L'Amour, l'Automne est signé J.R.G. Le Camus et Antoine du Parc, ainsi qu'il était prévu dès 1978. Pour unr fois, nous avons une explication de l'auteur lui-même:

l'existence attestée de J.-M.-G. Le Clézio servirait de point d'appui à l'apparition de J.-R.-G. Le Camus et de J.-R.-G. du Parc dans la présentation des "Églogues" en regard des pages de titre de "Travers" et d'"Été". (source)

Été (Travers II) est signé de Jean-Renaud Camus. Qui m'a demandé, et où, mon avis sur cette signature? Je n'avais pas d'avis, désormais j'en ai un.

Ainsi en est-il encore dans Projet avec les initiales de Joan Robeson : «J'y erre.» Il est alors (p.56) justement question de sa disparition et des recherches entreprises pour la retrouver.

Jean-Pierre Vidal, Le souverain s'avarie in Robbe-Grillet, colloque de Cerisy, éd. 10/18, p.290

Je propose une interprétation sur le modèle de celles de Vidal:
Jean-Renaud Camus => J-R = j'y erre => la disparition, la perte.

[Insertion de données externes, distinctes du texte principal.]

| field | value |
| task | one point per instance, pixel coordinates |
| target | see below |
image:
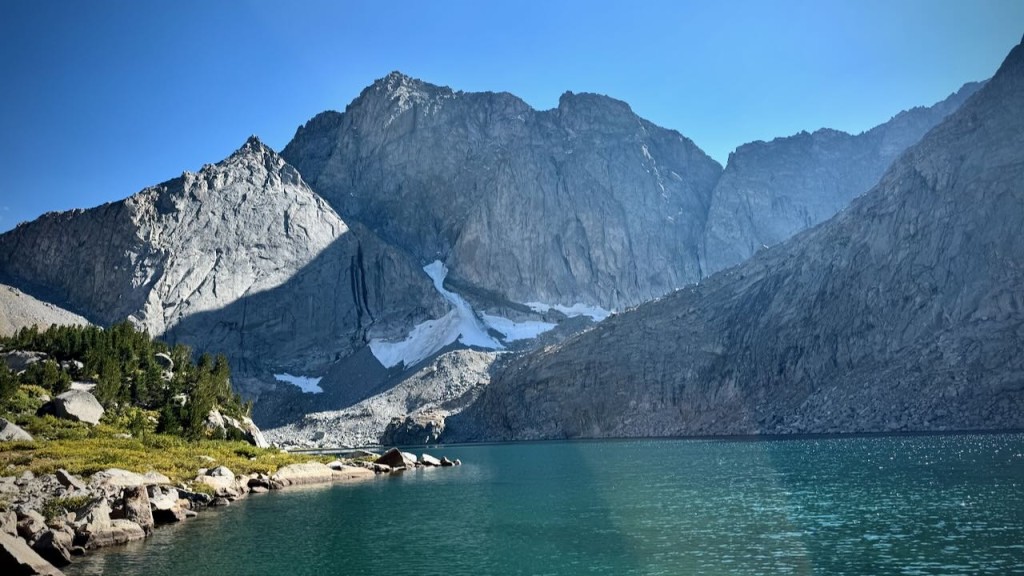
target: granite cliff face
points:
(18, 310)
(586, 203)
(902, 313)
(771, 191)
(241, 257)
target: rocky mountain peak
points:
(901, 313)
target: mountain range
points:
(422, 219)
(902, 313)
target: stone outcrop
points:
(424, 429)
(902, 313)
(584, 203)
(771, 191)
(79, 406)
(225, 425)
(17, 559)
(17, 361)
(95, 528)
(242, 258)
(18, 310)
(395, 459)
(10, 432)
(54, 546)
(298, 475)
(432, 393)
(118, 479)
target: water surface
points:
(910, 505)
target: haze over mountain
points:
(241, 258)
(770, 191)
(423, 218)
(902, 313)
(586, 203)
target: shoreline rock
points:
(121, 506)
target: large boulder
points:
(410, 432)
(222, 481)
(30, 523)
(69, 480)
(16, 559)
(12, 433)
(78, 405)
(396, 459)
(134, 505)
(306, 472)
(351, 474)
(95, 529)
(231, 427)
(165, 503)
(117, 478)
(54, 545)
(8, 522)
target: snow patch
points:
(307, 384)
(513, 331)
(430, 336)
(596, 314)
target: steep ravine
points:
(902, 313)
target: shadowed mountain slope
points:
(902, 313)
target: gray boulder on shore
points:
(78, 405)
(16, 559)
(10, 432)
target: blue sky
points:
(101, 98)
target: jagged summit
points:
(901, 313)
(587, 204)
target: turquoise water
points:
(910, 505)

d'autre part A R-G (Alain Robbe-Grillet)
et J-R C (Jean-Renaud Camus)
Si je considère que J et G se valent, J, R et R s'annulent, il reste A et C = Albert Camus.

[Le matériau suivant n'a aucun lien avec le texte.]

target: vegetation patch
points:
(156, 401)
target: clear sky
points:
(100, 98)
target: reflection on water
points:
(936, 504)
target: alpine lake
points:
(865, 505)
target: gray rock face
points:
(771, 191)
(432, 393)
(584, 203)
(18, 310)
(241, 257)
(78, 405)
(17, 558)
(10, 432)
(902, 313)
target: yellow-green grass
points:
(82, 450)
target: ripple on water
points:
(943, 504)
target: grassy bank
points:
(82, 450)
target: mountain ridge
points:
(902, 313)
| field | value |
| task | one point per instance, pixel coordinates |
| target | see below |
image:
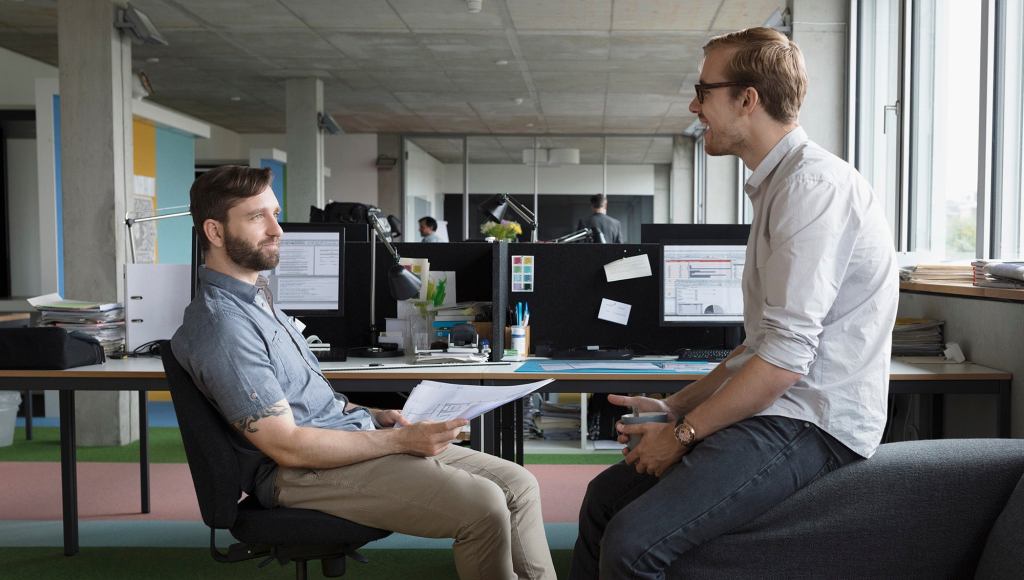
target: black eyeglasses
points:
(702, 88)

Nous sommes ici dans le "tiré par les cheveux" (sic, cf. Ricardou p.318 des actes du colloque cités ci-dessus), mais cette interprétation ne me serait jamais venue à l'idée sans la lecture de ces actes, et dans la mesure où cette lecture semble être importante pour Été, cela cautionne en partie mon délire.
Pour le reste, personne n'est obligé de lire tout cela trop sérieusement.